Martin Luther King said, “Justice shall roll down like waters, righteousness like a mighty stream.” But I’m impatient. I want to see that mighty stream now – what’s the hold-up? What’s holding us back, when there’s so much to do?
We’re not heroes, actually – none of us is smart enough, or tough enough, or connected enough, to take this on alone. We don’t have superpowers. We are only human, we struggle and suffer and sometimes, we win.
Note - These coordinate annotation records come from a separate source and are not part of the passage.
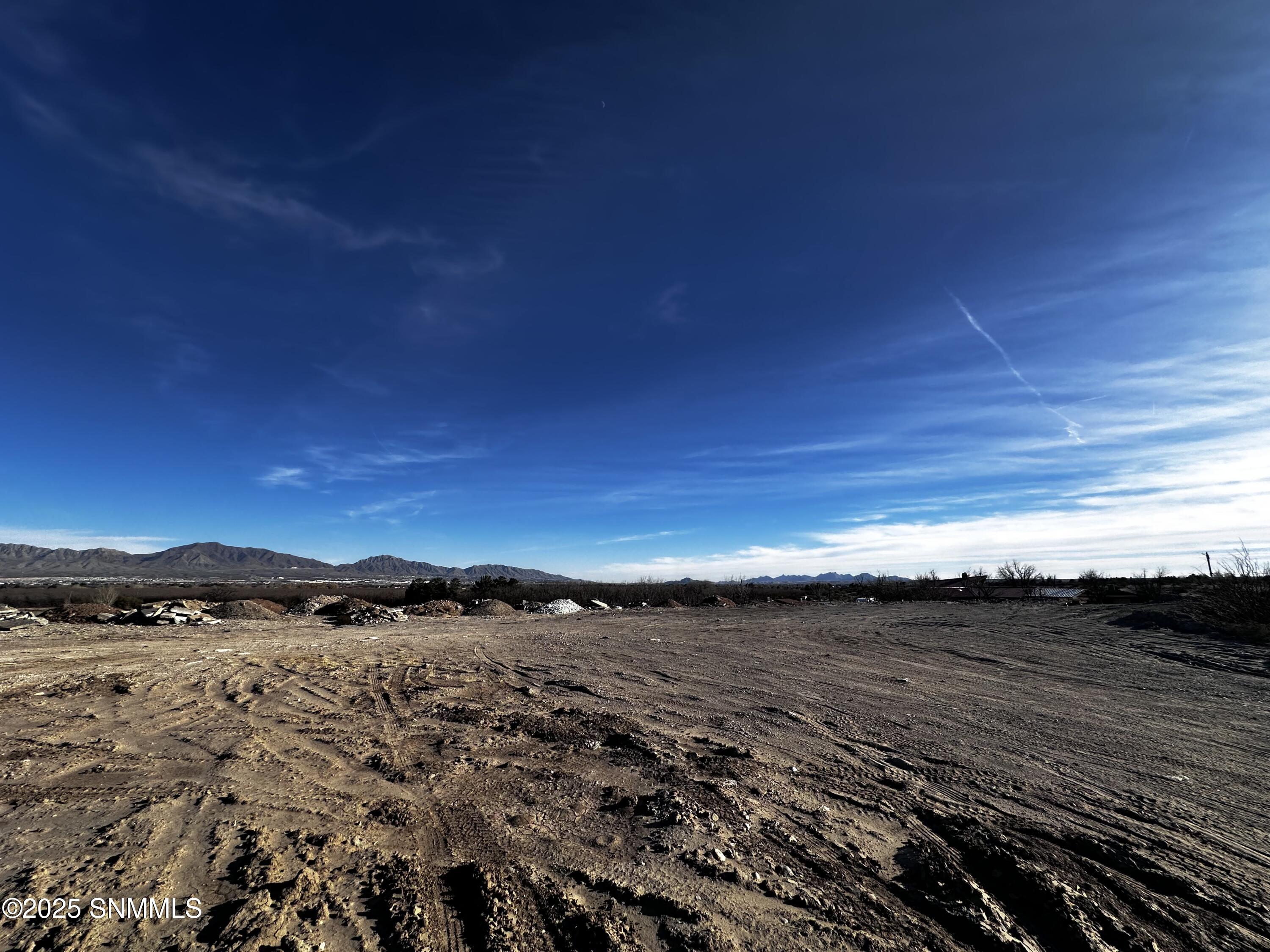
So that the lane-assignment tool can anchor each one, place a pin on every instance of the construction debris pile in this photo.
(312, 606)
(244, 610)
(370, 615)
(174, 612)
(437, 608)
(562, 606)
(13, 619)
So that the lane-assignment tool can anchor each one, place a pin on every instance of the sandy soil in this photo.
(883, 777)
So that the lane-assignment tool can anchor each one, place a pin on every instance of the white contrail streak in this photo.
(1072, 427)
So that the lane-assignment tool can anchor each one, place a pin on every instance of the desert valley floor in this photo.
(842, 777)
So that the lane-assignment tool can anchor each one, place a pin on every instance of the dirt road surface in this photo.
(845, 777)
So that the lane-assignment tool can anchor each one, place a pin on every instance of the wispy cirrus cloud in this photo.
(463, 267)
(336, 464)
(285, 476)
(644, 536)
(399, 507)
(1072, 427)
(1208, 498)
(206, 190)
(209, 190)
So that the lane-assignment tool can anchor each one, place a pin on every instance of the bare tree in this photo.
(1027, 577)
(926, 586)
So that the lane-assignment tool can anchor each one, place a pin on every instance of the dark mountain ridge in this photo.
(214, 560)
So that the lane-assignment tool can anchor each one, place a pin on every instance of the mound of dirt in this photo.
(719, 602)
(312, 606)
(491, 607)
(246, 610)
(562, 606)
(437, 608)
(87, 612)
(1170, 621)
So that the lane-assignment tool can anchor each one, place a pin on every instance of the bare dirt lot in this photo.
(882, 777)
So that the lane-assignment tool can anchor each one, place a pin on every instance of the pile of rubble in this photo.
(312, 606)
(13, 619)
(562, 606)
(718, 602)
(244, 610)
(174, 612)
(370, 615)
(83, 612)
(437, 608)
(489, 608)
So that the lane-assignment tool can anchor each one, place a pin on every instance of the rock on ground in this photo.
(562, 606)
(371, 615)
(312, 606)
(243, 610)
(437, 608)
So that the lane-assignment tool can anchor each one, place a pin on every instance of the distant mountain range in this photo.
(211, 560)
(822, 577)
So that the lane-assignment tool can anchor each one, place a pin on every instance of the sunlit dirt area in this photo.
(844, 777)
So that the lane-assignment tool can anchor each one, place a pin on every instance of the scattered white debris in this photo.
(176, 612)
(13, 619)
(562, 606)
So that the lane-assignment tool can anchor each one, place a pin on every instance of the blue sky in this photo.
(649, 289)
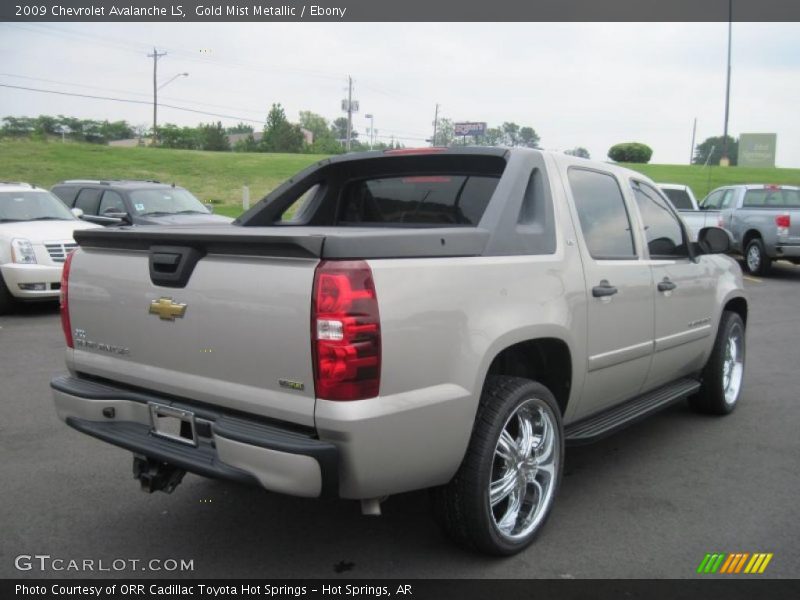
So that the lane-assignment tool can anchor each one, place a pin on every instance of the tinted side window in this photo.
(713, 200)
(602, 213)
(66, 194)
(88, 201)
(662, 229)
(112, 202)
(679, 198)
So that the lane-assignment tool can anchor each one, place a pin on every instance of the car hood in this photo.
(183, 220)
(41, 231)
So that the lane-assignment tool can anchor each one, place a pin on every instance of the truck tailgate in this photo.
(242, 342)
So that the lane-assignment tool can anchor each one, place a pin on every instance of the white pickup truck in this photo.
(385, 322)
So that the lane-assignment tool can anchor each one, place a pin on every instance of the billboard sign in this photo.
(757, 149)
(473, 129)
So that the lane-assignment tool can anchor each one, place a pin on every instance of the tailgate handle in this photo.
(165, 263)
(172, 266)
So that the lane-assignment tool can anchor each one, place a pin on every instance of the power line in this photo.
(129, 101)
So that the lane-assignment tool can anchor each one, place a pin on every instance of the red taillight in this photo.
(345, 331)
(65, 323)
(404, 151)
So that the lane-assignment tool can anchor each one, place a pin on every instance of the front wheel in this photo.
(504, 489)
(756, 260)
(723, 375)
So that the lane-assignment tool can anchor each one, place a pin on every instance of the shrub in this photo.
(630, 152)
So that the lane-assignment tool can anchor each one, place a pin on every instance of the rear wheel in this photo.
(723, 375)
(755, 258)
(6, 299)
(504, 490)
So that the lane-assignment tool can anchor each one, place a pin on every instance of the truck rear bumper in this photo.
(229, 446)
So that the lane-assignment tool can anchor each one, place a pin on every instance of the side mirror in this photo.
(121, 216)
(714, 240)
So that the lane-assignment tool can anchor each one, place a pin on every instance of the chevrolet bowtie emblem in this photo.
(166, 309)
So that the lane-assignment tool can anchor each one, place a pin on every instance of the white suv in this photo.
(35, 238)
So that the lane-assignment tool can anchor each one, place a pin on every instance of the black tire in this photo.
(720, 389)
(6, 299)
(463, 507)
(756, 260)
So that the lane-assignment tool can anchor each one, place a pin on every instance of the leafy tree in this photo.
(711, 150)
(339, 130)
(248, 144)
(240, 128)
(528, 137)
(324, 140)
(213, 137)
(633, 152)
(510, 133)
(279, 134)
(172, 136)
(578, 151)
(445, 133)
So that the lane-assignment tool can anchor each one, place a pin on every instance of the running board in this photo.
(613, 419)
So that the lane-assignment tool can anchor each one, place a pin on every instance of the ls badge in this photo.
(166, 309)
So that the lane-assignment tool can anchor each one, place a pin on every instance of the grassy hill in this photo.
(218, 177)
(212, 176)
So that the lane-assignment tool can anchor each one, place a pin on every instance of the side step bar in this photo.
(607, 422)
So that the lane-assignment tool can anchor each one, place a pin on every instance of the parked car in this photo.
(129, 202)
(763, 219)
(35, 237)
(431, 318)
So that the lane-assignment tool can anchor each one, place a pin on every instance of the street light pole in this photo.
(724, 160)
(371, 129)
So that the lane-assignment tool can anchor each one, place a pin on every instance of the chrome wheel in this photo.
(753, 258)
(733, 364)
(524, 469)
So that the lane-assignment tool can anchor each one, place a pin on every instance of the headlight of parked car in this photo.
(22, 251)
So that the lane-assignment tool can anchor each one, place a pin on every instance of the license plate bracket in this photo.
(173, 423)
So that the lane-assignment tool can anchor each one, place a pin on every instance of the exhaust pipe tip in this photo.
(156, 476)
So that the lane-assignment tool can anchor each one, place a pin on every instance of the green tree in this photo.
(240, 128)
(510, 133)
(279, 134)
(633, 152)
(578, 151)
(213, 137)
(711, 150)
(528, 137)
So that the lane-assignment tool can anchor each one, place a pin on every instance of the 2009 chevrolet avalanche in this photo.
(383, 322)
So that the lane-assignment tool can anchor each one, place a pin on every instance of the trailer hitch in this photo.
(155, 475)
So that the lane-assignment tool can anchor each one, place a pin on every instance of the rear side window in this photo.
(88, 201)
(679, 198)
(417, 200)
(604, 219)
(772, 198)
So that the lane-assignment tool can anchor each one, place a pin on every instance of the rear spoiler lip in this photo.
(297, 242)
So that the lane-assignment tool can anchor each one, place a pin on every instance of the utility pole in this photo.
(349, 111)
(155, 56)
(435, 125)
(724, 161)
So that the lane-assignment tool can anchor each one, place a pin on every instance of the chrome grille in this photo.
(58, 250)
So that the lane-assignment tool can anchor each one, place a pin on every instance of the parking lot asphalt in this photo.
(648, 502)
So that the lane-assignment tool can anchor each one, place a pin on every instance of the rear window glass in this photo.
(417, 200)
(679, 198)
(773, 198)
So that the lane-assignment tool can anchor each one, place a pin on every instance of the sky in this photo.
(586, 84)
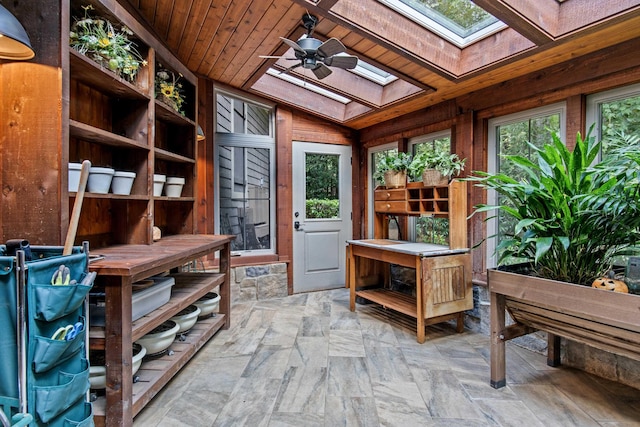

Some folks assume I have some unique privilege or special power that gives me an edge. Nope. I have material analysis and long-range vision, but mostly I’m flailing around on the political landscape, taking potshots when I see an opening. Sometimes it’s intuition, and it pays off. When we are right, it is amazing. When we win, it sets a precedent for the future.
In order for evil to prevail, all that’s required is for good people to do nothing. Don’t be one of those good people.
Activism is part of the healing. It’s taking back our power to protect ourselves and our future.
Thank you for the opportunity to tell these stories today.